Three prominent tobacco companies have filed a lawsuit against Los Angeles County over its flavored tobacco ban that was passed last fall and formally went into effect in recent months.
On June 1, a lawsuit was filed in the District Court for the Central District of California by R.J. Reynolds Tobacco Company, American Snuff Company, LLC, and Santa Fe Natural Tobacco Company, Inc. The trio is suing the County of Los Angeles and the County of Los Angeles Board of Supervisors in an attempt to seek declaratory and injunctive relief from the ordinance which bans the sale of menthol cigarettes and every flavored tobacco product.
The ban was approved in early October 2019, and went into effect on Oct. 31, 2019. However, retailers were given 180 days to sell off any remaining inventory, which put the ban into effect for practical purposes just before the end of April 2020.
Once fully in effect, the sale of all flavored tobacco products, including e-cigarettes and menthol cigarettes, became prohibited. Retailers will also be prohibited from selling individual small cigars or cigarillos unless it is packaged in a container of 20.
Calling it “an overbroad reaction to legitimate public-health concerns about youth vaping” and “one of the most draconian bans on tobacco products of any county in the nation,” the complaint states that the Family Smoking Prevention and Tobacco Control Act, the 2009 federal law which empowers the U.S. Food and Drug Administration to regulate tobacco products, contains language that prohibits state and local governments from enacting and standards or laws that either differ from or add on to federal law.

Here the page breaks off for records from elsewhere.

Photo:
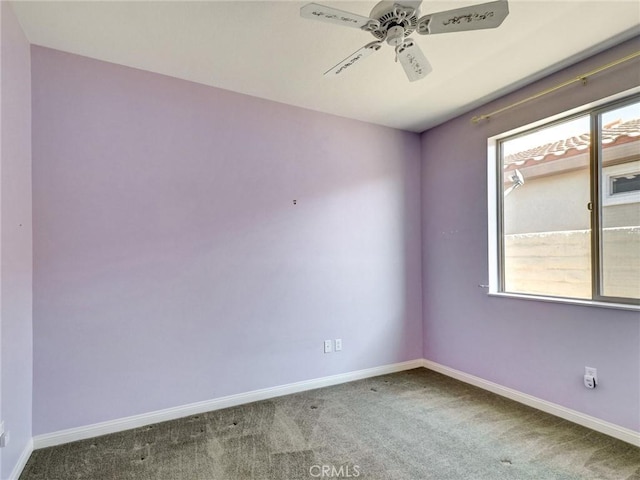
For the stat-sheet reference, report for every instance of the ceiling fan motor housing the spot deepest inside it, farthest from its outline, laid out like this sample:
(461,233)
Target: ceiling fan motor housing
(386,16)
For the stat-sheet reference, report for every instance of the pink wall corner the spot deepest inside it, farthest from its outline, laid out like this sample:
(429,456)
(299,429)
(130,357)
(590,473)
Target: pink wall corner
(171,265)
(15,239)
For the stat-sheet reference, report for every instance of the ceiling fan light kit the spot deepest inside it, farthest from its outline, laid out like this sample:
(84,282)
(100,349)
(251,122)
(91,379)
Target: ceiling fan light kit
(393,22)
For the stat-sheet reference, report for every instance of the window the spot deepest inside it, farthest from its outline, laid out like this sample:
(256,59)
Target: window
(567,208)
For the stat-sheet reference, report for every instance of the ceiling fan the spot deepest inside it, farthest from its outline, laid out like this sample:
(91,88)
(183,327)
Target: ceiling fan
(394,21)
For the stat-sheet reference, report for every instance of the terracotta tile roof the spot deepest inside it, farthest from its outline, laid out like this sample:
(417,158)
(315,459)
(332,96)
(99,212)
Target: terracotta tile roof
(614,133)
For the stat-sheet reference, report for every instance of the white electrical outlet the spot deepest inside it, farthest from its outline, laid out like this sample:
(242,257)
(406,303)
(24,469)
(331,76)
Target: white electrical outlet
(4,439)
(4,436)
(590,377)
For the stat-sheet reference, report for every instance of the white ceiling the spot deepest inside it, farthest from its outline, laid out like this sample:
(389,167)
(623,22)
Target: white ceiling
(267,50)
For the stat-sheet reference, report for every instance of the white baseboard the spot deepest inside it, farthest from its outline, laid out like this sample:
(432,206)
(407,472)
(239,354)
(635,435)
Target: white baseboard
(135,421)
(22,461)
(112,426)
(613,430)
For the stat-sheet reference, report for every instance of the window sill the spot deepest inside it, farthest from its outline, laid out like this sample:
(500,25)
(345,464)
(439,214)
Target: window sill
(569,301)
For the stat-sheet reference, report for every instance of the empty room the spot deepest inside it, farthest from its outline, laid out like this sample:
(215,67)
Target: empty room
(345,239)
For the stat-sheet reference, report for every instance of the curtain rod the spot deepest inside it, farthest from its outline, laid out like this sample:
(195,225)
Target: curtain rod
(580,78)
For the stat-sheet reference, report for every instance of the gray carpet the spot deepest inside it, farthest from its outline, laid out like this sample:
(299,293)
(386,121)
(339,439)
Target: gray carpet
(413,425)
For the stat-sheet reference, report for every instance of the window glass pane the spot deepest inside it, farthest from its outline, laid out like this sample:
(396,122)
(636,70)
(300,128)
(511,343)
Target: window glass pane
(546,233)
(620,205)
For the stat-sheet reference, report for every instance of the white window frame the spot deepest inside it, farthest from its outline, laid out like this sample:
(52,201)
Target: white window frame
(494,197)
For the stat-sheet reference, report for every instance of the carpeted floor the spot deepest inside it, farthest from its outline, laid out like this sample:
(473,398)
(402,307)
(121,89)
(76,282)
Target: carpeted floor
(413,425)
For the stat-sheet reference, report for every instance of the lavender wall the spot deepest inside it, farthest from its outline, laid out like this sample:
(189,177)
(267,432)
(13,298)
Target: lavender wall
(171,265)
(15,239)
(534,347)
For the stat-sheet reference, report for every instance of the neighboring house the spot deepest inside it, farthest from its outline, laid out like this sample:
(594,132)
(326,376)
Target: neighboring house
(547,220)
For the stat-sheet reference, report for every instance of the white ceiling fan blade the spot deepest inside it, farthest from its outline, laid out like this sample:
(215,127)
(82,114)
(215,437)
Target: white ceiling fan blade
(353,59)
(475,17)
(415,64)
(315,11)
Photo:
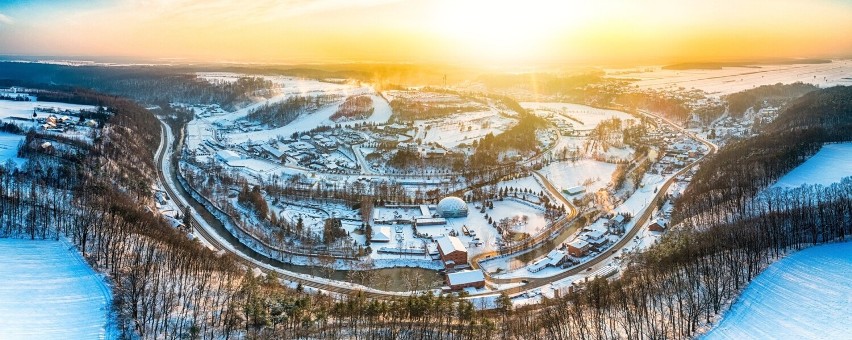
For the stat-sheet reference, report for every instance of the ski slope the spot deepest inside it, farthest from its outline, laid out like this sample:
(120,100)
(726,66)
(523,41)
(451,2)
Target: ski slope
(47,291)
(807,295)
(831,164)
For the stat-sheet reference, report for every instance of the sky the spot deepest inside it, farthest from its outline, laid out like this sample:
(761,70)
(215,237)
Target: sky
(475,32)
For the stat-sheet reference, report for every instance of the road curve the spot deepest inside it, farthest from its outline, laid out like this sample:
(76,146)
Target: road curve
(242,252)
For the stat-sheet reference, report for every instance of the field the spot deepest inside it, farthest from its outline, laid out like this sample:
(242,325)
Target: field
(804,296)
(831,164)
(594,175)
(47,291)
(582,117)
(735,79)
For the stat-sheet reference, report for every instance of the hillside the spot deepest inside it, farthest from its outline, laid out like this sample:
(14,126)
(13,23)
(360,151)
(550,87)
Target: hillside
(744,168)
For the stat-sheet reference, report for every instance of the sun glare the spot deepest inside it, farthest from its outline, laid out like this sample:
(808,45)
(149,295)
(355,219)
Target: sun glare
(498,31)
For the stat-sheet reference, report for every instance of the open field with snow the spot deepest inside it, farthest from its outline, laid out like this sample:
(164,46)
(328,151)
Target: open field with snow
(9,148)
(831,164)
(47,291)
(582,117)
(460,128)
(807,295)
(735,79)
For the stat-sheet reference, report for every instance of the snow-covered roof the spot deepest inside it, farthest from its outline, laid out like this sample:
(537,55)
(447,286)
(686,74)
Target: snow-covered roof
(465,277)
(579,244)
(449,244)
(381,234)
(595,234)
(227,155)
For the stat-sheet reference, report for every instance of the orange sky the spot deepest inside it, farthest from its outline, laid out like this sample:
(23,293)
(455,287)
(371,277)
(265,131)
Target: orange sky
(465,32)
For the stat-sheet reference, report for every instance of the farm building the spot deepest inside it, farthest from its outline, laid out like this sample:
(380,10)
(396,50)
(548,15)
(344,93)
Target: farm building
(466,278)
(452,207)
(453,252)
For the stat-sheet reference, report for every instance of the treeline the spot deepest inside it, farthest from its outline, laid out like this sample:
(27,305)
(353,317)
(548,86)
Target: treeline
(284,112)
(408,110)
(722,240)
(354,107)
(145,84)
(744,168)
(766,95)
(520,137)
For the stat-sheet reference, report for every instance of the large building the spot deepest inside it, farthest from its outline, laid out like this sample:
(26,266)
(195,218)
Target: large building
(453,253)
(452,207)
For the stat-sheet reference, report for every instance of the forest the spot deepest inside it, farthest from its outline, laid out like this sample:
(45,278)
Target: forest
(168,286)
(766,95)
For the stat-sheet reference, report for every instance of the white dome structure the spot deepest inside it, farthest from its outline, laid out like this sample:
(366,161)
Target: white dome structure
(452,207)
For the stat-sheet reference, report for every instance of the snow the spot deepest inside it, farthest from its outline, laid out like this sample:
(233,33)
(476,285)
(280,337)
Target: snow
(831,164)
(465,277)
(47,291)
(589,116)
(735,79)
(9,148)
(452,131)
(594,175)
(804,296)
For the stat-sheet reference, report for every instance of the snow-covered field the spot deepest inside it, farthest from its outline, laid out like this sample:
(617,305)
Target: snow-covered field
(588,116)
(25,109)
(47,291)
(460,128)
(9,148)
(594,175)
(807,295)
(735,79)
(831,164)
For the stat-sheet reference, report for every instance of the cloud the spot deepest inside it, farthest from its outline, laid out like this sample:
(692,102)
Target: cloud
(6,20)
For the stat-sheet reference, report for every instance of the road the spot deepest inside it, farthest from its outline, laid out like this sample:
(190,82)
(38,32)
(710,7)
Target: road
(215,234)
(220,238)
(534,283)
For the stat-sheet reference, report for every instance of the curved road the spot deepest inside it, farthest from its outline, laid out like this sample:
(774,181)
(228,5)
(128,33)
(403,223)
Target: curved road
(646,214)
(221,239)
(257,260)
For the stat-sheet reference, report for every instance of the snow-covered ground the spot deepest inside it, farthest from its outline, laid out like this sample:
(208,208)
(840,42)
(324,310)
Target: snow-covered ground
(25,109)
(47,291)
(735,79)
(582,117)
(460,128)
(594,175)
(831,164)
(807,295)
(9,148)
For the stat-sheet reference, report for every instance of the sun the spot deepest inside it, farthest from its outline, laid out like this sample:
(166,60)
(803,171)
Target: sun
(502,31)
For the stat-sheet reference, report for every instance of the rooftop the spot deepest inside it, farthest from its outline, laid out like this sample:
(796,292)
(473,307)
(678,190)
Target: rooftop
(465,277)
(450,244)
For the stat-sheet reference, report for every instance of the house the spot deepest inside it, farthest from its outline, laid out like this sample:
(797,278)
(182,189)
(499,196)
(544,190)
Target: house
(578,248)
(596,238)
(466,279)
(272,152)
(381,234)
(553,259)
(227,156)
(453,252)
(656,226)
(574,190)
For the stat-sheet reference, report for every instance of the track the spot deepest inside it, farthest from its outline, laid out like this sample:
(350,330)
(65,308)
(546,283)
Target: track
(242,252)
(253,259)
(646,214)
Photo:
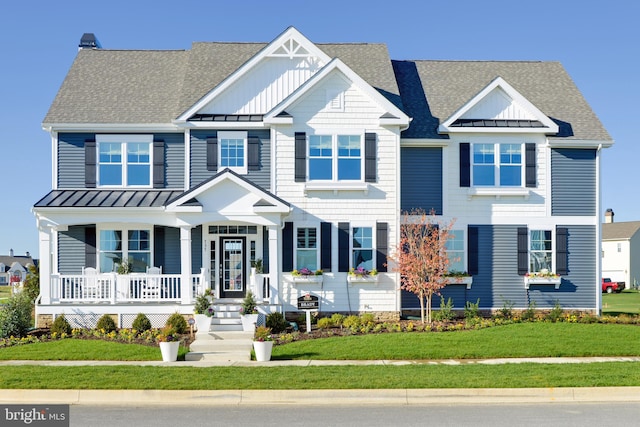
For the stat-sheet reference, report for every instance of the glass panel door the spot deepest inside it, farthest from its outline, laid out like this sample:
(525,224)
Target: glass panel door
(232,267)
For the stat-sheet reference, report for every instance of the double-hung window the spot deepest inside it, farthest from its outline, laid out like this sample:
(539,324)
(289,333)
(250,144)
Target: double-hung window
(335,158)
(124,160)
(540,250)
(455,251)
(114,249)
(497,165)
(232,148)
(362,248)
(307,248)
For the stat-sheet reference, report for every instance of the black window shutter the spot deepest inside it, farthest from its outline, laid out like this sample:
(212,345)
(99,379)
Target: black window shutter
(465,164)
(325,246)
(212,154)
(287,247)
(370,157)
(343,246)
(523,251)
(158,163)
(530,164)
(90,246)
(301,157)
(382,243)
(473,243)
(158,246)
(253,153)
(90,163)
(562,251)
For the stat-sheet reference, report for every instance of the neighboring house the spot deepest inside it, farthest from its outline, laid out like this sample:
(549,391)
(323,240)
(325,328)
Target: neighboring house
(14,268)
(199,162)
(621,250)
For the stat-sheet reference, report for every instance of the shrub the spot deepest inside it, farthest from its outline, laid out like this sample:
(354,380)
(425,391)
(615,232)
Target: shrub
(337,319)
(60,326)
(106,324)
(276,322)
(446,310)
(352,322)
(367,319)
(15,316)
(325,323)
(177,322)
(141,323)
(471,310)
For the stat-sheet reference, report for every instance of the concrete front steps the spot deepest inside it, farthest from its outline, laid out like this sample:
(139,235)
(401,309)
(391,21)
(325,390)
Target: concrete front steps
(224,341)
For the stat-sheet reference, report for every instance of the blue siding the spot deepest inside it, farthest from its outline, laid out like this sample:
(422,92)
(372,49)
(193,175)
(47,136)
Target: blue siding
(498,284)
(174,159)
(71,159)
(579,288)
(198,170)
(421,179)
(573,182)
(71,250)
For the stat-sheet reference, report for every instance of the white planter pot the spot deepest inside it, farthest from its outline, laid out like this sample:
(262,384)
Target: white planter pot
(169,351)
(203,323)
(263,350)
(249,322)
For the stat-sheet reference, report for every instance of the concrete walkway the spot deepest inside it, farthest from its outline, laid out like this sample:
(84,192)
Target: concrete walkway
(321,397)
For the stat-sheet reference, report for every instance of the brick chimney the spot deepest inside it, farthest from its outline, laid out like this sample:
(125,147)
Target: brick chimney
(608,216)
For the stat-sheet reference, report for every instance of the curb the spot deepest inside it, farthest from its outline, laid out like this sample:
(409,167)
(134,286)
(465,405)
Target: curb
(320,397)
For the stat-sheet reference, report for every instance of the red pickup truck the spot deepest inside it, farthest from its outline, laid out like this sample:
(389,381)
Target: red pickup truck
(609,287)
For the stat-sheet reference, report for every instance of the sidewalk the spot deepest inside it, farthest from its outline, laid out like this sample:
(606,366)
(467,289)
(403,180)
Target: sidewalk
(322,397)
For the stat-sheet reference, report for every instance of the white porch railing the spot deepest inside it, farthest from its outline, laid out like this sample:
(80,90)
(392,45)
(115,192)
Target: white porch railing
(116,288)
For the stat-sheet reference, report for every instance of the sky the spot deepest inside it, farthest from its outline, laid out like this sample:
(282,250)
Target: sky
(596,42)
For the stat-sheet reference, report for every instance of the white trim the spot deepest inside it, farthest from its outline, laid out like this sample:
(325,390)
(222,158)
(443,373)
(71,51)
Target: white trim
(335,64)
(549,125)
(289,34)
(243,135)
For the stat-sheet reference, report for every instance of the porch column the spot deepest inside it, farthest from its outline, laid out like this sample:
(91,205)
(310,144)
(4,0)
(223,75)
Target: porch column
(274,263)
(44,238)
(185,265)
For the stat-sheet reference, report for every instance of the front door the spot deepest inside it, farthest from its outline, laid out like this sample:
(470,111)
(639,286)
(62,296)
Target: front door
(232,267)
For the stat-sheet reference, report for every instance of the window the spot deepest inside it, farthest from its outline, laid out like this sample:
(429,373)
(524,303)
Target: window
(362,248)
(233,151)
(455,251)
(124,160)
(540,251)
(307,248)
(335,157)
(136,249)
(506,172)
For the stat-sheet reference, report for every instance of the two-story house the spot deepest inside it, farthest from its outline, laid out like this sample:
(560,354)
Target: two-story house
(175,171)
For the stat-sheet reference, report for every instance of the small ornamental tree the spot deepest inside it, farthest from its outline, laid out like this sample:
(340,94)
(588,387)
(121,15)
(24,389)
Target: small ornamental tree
(421,257)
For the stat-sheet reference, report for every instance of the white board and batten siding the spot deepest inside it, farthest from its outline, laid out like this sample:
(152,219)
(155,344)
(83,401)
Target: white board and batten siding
(358,207)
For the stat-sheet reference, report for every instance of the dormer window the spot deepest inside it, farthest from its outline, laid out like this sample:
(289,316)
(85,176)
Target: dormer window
(124,160)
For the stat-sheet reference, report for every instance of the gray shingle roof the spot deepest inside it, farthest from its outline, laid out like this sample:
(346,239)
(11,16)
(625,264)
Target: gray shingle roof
(433,90)
(620,230)
(148,87)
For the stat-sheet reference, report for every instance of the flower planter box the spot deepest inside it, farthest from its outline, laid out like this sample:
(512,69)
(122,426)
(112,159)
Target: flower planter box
(460,280)
(555,281)
(307,280)
(362,280)
(169,351)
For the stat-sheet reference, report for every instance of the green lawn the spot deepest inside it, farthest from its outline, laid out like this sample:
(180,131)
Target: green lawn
(626,302)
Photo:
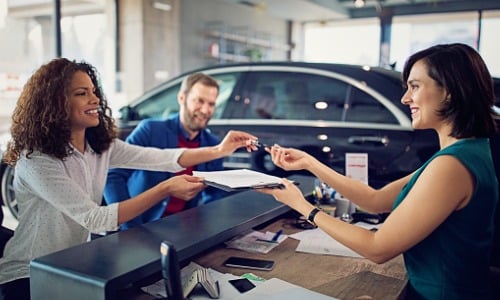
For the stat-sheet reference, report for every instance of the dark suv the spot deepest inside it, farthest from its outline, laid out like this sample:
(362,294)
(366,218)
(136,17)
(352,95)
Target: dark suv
(326,109)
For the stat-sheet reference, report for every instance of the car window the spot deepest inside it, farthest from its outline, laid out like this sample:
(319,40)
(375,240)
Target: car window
(164,103)
(361,107)
(304,96)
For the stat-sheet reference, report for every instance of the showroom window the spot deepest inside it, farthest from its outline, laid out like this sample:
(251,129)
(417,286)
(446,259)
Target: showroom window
(351,42)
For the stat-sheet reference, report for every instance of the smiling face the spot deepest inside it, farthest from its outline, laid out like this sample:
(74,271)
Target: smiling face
(197,107)
(424,97)
(83,103)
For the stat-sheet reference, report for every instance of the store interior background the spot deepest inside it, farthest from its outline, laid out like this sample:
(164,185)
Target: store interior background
(150,41)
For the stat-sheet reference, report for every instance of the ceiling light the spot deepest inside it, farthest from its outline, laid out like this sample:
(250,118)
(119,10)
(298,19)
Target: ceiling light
(162,5)
(359,3)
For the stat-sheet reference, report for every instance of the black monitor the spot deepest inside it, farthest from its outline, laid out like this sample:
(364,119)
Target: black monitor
(171,271)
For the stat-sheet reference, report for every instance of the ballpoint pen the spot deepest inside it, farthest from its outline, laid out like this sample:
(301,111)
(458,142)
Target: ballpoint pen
(259,144)
(277,235)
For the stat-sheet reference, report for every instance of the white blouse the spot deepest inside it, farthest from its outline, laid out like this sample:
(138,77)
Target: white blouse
(60,200)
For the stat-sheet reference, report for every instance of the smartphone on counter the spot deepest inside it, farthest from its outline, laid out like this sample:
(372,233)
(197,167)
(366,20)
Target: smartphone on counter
(249,263)
(242,284)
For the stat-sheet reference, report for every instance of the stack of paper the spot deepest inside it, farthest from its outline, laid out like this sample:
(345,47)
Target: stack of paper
(236,180)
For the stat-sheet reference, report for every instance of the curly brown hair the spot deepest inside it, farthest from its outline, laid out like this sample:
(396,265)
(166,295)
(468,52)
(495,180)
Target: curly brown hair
(41,119)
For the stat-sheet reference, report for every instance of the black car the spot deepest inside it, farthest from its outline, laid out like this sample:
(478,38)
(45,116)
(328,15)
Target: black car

Additionally, the complaint says that the county’s ban stands as an obstacle to the purposes of federal law, which are to promulgate tobacco product standards that can be used at the national level. It notes that Congress and FDA have already established that “certain tobacco products, particularly menthol cigarettes, should remain available to adult users of tobacco products.”
The complaint seeks relief in the form of the county’s ordinance being declared invalid and unenforceable, as well as requesting that the court both preliminarily and permanently issue an injunction that prevents the county from enforcing and implementing the ban.